In their loving gaze across the Pacific toward Japanese craftsmanship and their passionate use of local wood and stone, the Greenes produced a hybrid architecture that is a uniquely Californian achievement. And they did it in a very limited time and place. Almost all of their buildings were in Pasadena, in Los Angeles County, and most of their masterpieces were constructed during a very short period, from 1906 to 1911.

Descended from old New England stock, the Greene brothers grew up together in Cincinnati and St. Louis, studied architecture together at the Massachusetts Institute of Technology, and relocated together to Pasadena in 1893. At the time, the town was beginning to boom as a winter resort, favored by many of the Greenes’ fellow Midwesterners. These winter residents became the principal clients of the firm Greene & Greene. “California, with its climate, so wonderful in its possibility, is only beginning to be dreamed of,’ Charles wrote, soon after arriving. The brothers were 25 and 23 when they opened their office in Pasadena in January 1894. Within three years, they had moved to a central Pasadena building of their own design. For the wealthy clients who could afford their work, they were a godsend. The Greenes designed everything—not just the house, but the landscaping, the fittings, the furniture, the carpets.

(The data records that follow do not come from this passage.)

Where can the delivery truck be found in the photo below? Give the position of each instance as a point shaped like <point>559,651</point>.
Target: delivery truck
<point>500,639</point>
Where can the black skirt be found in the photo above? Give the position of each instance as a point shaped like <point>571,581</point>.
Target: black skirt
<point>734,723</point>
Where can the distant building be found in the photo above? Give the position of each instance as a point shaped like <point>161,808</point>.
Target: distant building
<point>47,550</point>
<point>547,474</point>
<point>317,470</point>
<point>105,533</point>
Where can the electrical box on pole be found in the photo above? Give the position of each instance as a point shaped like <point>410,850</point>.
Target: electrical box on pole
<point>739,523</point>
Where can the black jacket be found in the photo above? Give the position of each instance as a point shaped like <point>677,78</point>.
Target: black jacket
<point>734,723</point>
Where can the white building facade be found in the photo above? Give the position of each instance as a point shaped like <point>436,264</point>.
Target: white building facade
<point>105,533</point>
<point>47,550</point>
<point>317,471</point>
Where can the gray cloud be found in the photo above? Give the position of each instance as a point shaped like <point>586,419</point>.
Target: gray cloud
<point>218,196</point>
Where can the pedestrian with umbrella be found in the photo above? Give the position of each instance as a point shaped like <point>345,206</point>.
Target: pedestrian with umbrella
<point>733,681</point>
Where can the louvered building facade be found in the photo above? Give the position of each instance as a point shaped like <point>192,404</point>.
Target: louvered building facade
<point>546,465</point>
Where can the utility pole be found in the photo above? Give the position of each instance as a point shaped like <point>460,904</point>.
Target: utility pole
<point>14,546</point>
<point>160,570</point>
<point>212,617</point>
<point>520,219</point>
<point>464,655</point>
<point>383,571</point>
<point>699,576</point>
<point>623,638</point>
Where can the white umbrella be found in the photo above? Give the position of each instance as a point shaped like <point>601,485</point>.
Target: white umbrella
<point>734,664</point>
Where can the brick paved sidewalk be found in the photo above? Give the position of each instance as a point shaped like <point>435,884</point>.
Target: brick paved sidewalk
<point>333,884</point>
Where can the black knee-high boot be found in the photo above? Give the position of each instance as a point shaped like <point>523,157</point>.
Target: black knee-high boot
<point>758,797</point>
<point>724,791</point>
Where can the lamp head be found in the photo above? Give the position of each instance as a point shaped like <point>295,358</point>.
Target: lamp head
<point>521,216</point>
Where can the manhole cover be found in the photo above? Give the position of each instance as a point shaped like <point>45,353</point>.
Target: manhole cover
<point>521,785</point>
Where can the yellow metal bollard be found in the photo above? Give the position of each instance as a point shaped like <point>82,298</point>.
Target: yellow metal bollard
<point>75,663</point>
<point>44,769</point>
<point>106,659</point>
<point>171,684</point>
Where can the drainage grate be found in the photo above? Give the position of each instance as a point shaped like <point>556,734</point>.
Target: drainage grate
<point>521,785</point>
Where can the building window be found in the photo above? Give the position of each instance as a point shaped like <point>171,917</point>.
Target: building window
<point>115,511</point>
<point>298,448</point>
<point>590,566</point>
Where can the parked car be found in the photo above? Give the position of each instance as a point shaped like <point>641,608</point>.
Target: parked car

Like their contemporary Frank Lloyd Wright, they wanted control over the entire environment. “The primary difference with Frank Lloyd Wright is that the Greenes worked in one small area of the country and didn’t have the drive to expand their practice beyond Southern California,” says Bosley.

Both brothers married at the turn of the century: Henry in 1899 to a boarder at his aunt's Greene & Greene house, Charles in 1901 to an English heiress who was living a block from the house he shared with his parents. Charles, who was the elder of the two, was always viewed as the artist, Henry as more of the businessman, although the two men designed as a team. In 1909, Charles took a nine-month holiday in England. When he returned, he began to withdraw from his full-time involvement in the firm. He wrote a novel about a young architect who is kidnapped by a beautiful opera diva to design her house on a tropical island, and in 1916 he moved north, with his wife and five children, to the artists' colony of Carmel. Although Henry continued to practice architecture, with long-distance collaboration from Charles, the name Greene & Greene was discontinued in 1922. This arrangement may have suited them personally, but the legacy suffered. As a solo architect, Henry enjoyed less conspicuous success, while Charles dedicated himself to his artistic and spiritual endeavors, becoming a Buddhist. Although the men stayed on good terms, their work was eclipsed by changing fashions, and was only rediscovered seriously in the 1970s.

For the Greene brothers, every feature of a house contributed to an overall unity of feeling. Nothing can substitute for the experience of visiting the magnificent Gamble House in Pasadena, which is managed by the University of Southern California and directed by Bosley. But in place of that, the current exhibition goes a long way toward conveying how the Greene brothers raised the Arts and Crafts aesthetic of the early 20th century to its consummate American expression.